Но от Славы было просто так не отделаться.
— Почему ты так рвешься в Пещерный Храм? — сощурилась она с подозрением. — Неужели, не терпится преподнести старикашке камешки?
— А если да?
— Не ври. Ты тот еще, конечно, ненормальный — но все же не такой идиот!
Огнезор вполне согласно ухмыльнулся.
— И что же жрец, скажи на милость, с ними сделает? — спросил он уже почти весело. — Без последнего камня, как ты знаешь, наши три совершенно бесполезны!..
— Надеешься, старик знает, где четвертый? — напряглась отчего-то девушка.
— Уверен! Как ты думаешь, почему же он так за Храм свой держится? Ведь не одно столетие там безлюдно! Ахары давно то место стороной обходят, а кроме них туда и забрести некому!..
— Совсем из ума выжил, что тут скажешь! — предположила Слава с показной небрежностью.
— Не так уж он и безумен, как кажется. Ты тамошний алтарь видела?
— «Дарующий силу»? — ядовито искривила она губы. — Нет. Зато тебя на нем вполне разглядела!
— Это к делу не относится, — Огнезор недовольно поморщился. — Алтарь в Храме очень подозрителен! Тогда я этого не понял, потому что не встречался с «дарующими» прежде… Но на Южном этим летом на один наткнулся: совсем слабенький, и совсем… другой. Только сила, без капли живого! Понимаешь, о чем я толкую?
— Да чего уж тут непонятного! — еще больше напряглась черноглазая. — Если алтарь — и есть твой четвертый камень, значит скоро и до душ ты доберешься…
— Что-то не замечаю я в тебе радости.
— А чему ты предлагаешь радоваться?! — вскинулась она с внезапной яростью. — Заключенные твои давно свихнулись! Ты сам это прекрасно понимаешь, но все равно хочешь запихнуть этот ужас себе в голову!..
— Воспоминания их никуда не делись, хотя личность, наверняка, и разрушена…
— Да ты ведь заразишься их безумием! Безумием сразу четверых, Огнезор! — говорила Слава сипло и тихо, но, казалось, будто вдруг закричала. — Нам и собственного-то безумия хватает! Неужели, совсем не боишься?..
Он вгляделся в ее бледное лицо — слишком белое в светящемся над озером мареве, — по-прежнему не вполне уверенный… Еще в сомненьях, стоит ли затевать задуманное? Можно ли настолько ей довериться?..
Смотрел долго и внимательно в молоком разлившейся вдруг над водой тишине.

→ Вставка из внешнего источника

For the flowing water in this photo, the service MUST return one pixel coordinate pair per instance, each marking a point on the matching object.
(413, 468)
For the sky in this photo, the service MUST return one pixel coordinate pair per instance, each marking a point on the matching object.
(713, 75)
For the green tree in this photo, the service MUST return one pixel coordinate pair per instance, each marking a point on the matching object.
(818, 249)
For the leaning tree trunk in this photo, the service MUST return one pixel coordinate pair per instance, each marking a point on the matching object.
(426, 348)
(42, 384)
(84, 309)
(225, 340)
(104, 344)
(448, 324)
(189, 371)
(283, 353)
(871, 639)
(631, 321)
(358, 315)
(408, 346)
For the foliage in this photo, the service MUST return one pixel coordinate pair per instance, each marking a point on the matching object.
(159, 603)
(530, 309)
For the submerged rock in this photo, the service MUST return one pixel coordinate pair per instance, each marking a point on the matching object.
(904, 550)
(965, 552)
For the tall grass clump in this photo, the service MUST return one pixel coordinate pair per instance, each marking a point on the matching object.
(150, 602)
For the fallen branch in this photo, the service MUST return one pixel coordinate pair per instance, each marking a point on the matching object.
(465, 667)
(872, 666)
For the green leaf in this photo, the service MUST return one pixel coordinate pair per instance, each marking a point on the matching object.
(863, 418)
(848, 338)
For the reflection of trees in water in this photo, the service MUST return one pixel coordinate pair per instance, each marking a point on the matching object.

Слава уже молчала — упрямо поджав губы, не сводя с него злого, горького взгляда бездонно-черных глаз… И было сейчас в ней что-то такое… уязвимо-обреченное. Слишком знакомое…
Был в ней ужас. Безграничный, нелепый ужас, что рождается слепо в груди, когда человек, вокруг которого вертится весь твой мир, готов вот-вот сунуть голову в пасть к зимнему барсу. Бездумно, лихо, на твоих глазах — а ты ничего не можешь сделать. Только смотреть и молиться в панике: «Хоть бы не… Хоть бы не…».